High Times Publicly Traded by Fall
On July 27, 2017, Hightimes Holding Corp., the company behind High Times magazine, announced a merger agreement with Origo Acquisition Corporation (NASDAQ:OACQ), a special purpose acquisition company, as a means of making High Times a publicly traded company.
“High Times is one of few household names in the cannabis industry,” said Adam Levin, Chief Executive Officer of High Times, in a press release. “As a leading authority in a rapidly growing and evolving industry, we believe the public market is the best vehicle for capturing and funding substantial market opportunities and championing the innovations emerging across the globe in this industry.”
According to Reuters, “SPACs like Origo have no assets but use IPO proceeds and bank financing to take companies public through acquisitions. High Times expects to list by October on Nasdaq, but it is unclear what the ticker will be … .”

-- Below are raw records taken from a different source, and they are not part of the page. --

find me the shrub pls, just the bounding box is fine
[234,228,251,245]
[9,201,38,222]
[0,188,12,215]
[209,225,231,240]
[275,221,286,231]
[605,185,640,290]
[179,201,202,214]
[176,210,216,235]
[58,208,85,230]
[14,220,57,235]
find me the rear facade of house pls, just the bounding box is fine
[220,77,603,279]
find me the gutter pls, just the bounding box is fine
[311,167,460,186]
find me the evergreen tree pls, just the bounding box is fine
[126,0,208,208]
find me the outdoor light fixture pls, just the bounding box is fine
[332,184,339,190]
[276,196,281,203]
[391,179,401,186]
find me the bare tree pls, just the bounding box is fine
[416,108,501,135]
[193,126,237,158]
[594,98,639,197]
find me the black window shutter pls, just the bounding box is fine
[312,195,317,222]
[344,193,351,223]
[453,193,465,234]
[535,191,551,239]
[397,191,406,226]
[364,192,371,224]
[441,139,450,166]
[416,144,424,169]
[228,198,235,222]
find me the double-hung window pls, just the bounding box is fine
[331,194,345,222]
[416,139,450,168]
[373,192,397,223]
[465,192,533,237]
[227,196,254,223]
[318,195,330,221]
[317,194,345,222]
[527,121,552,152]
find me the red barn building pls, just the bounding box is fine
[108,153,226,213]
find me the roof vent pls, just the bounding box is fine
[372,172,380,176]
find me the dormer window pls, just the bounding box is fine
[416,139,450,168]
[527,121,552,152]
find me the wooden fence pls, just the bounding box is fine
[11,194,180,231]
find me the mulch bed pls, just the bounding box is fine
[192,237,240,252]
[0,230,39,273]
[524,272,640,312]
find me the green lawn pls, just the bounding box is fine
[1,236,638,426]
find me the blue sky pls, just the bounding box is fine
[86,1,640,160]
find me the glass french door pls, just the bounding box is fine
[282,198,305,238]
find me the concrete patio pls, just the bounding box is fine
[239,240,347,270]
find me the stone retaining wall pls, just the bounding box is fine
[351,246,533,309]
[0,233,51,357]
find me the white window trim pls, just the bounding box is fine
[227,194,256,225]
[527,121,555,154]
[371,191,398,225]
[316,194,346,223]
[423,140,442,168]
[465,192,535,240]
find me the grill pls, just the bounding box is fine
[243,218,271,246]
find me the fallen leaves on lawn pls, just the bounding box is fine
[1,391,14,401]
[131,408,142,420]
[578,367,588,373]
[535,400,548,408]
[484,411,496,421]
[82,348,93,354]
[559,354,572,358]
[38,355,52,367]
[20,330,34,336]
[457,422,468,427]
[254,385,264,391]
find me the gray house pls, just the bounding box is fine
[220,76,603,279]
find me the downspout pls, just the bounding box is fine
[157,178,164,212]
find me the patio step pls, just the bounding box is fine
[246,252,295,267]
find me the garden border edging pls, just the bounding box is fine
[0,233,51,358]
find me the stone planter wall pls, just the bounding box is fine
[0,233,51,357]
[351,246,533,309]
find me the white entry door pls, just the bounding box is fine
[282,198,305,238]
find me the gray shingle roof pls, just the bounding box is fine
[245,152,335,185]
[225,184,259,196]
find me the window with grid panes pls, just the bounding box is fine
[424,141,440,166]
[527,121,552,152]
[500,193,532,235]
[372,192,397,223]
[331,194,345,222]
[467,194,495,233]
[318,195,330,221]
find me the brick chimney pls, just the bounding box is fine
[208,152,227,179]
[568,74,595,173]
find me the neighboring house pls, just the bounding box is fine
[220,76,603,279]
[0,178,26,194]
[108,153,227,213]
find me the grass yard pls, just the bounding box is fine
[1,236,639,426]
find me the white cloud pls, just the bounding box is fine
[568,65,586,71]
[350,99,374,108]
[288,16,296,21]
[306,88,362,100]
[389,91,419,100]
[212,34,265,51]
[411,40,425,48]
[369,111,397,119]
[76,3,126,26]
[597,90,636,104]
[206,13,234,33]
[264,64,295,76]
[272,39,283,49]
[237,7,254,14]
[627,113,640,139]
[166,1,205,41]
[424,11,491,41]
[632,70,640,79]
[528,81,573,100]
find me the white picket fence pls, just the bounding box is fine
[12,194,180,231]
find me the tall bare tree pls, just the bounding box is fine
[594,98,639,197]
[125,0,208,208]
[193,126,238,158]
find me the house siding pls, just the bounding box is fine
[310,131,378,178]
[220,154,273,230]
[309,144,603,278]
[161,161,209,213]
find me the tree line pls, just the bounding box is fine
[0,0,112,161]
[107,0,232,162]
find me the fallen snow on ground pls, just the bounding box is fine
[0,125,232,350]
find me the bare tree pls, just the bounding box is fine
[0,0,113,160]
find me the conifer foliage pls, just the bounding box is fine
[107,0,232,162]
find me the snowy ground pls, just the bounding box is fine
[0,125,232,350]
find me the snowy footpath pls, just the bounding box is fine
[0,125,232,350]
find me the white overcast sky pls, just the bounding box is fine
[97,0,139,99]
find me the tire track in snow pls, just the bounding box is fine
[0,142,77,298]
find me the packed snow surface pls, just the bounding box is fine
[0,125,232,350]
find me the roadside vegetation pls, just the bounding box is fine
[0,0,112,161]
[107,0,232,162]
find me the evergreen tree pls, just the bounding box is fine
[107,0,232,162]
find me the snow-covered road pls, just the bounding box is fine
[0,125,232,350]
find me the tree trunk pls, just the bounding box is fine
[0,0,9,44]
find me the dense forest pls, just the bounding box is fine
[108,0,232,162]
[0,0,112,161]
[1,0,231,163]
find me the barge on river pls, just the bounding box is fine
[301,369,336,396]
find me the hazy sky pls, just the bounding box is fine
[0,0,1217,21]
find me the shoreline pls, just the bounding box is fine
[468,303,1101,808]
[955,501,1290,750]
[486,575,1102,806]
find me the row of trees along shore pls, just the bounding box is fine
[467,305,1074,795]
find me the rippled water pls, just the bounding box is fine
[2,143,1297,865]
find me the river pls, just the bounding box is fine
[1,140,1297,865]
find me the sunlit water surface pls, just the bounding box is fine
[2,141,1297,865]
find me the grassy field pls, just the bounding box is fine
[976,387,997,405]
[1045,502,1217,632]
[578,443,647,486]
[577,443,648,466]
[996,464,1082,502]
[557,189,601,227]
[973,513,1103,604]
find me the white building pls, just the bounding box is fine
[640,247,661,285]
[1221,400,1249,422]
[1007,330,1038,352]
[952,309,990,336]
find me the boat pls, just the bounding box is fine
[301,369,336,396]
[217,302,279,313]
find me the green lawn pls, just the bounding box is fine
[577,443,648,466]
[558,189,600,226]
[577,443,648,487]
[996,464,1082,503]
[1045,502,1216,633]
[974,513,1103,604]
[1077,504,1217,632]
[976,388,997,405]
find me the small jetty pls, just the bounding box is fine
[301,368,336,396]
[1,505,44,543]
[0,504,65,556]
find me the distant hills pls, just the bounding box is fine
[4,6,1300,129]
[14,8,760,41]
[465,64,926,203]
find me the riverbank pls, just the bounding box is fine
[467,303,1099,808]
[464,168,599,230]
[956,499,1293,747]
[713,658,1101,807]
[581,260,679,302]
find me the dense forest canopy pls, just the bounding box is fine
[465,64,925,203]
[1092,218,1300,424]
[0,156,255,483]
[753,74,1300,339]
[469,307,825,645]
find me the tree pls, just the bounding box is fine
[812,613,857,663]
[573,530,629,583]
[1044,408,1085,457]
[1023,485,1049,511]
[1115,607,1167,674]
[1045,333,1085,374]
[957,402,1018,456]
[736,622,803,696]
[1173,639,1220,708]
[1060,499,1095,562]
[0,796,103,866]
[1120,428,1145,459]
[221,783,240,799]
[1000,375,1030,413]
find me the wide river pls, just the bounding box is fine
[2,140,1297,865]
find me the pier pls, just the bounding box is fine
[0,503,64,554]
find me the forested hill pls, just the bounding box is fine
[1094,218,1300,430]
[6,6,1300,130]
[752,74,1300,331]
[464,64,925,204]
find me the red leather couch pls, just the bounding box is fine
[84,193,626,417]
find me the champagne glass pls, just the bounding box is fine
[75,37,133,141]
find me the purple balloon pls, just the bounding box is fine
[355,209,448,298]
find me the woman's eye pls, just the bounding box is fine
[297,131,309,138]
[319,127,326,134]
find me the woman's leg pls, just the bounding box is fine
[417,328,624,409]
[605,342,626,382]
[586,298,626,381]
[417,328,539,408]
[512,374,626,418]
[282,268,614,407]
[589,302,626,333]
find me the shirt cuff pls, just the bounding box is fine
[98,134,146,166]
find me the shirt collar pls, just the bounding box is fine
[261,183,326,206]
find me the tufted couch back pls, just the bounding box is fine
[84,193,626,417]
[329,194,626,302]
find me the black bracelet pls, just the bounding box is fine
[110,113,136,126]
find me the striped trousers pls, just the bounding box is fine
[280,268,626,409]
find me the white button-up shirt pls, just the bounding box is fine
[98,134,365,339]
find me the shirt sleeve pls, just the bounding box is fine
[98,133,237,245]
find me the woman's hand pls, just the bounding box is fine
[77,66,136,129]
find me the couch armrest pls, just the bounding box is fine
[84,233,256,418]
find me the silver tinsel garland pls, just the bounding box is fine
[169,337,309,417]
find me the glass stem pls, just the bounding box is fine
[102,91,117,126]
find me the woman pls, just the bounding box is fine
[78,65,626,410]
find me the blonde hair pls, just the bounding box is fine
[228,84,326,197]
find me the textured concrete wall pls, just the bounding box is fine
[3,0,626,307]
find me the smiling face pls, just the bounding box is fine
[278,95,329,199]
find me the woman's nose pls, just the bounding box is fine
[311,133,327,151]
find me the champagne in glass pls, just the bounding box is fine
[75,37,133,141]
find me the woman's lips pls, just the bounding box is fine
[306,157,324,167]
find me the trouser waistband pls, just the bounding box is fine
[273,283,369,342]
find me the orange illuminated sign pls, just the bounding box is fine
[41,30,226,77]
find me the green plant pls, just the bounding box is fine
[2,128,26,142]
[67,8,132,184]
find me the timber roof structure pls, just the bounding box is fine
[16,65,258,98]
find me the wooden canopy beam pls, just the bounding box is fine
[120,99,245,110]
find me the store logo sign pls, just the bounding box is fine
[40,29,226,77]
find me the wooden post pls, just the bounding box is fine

If the merger transaction closes, the deal gives Origo 100% of High Times’ equity and then shareholders in High Times will receive an an aggregate of 23,474,178 common shares of Origo. According to the press release, “At closing and assuming no Origo shareholder redemptions, current shareholders of High Times and Origo will hold approximately 83% and 17%, respectively, of the issued and outstanding shares of the publicly traded company’s common stock.”
The move with Origo to make High Times publicly traded follows the acquisition of High Times this past June by a group of 20 investors, including Oreva Capital, Levin’s investment firm. With Oreva Capital leading the acquisition, Levin became CEO of High Times.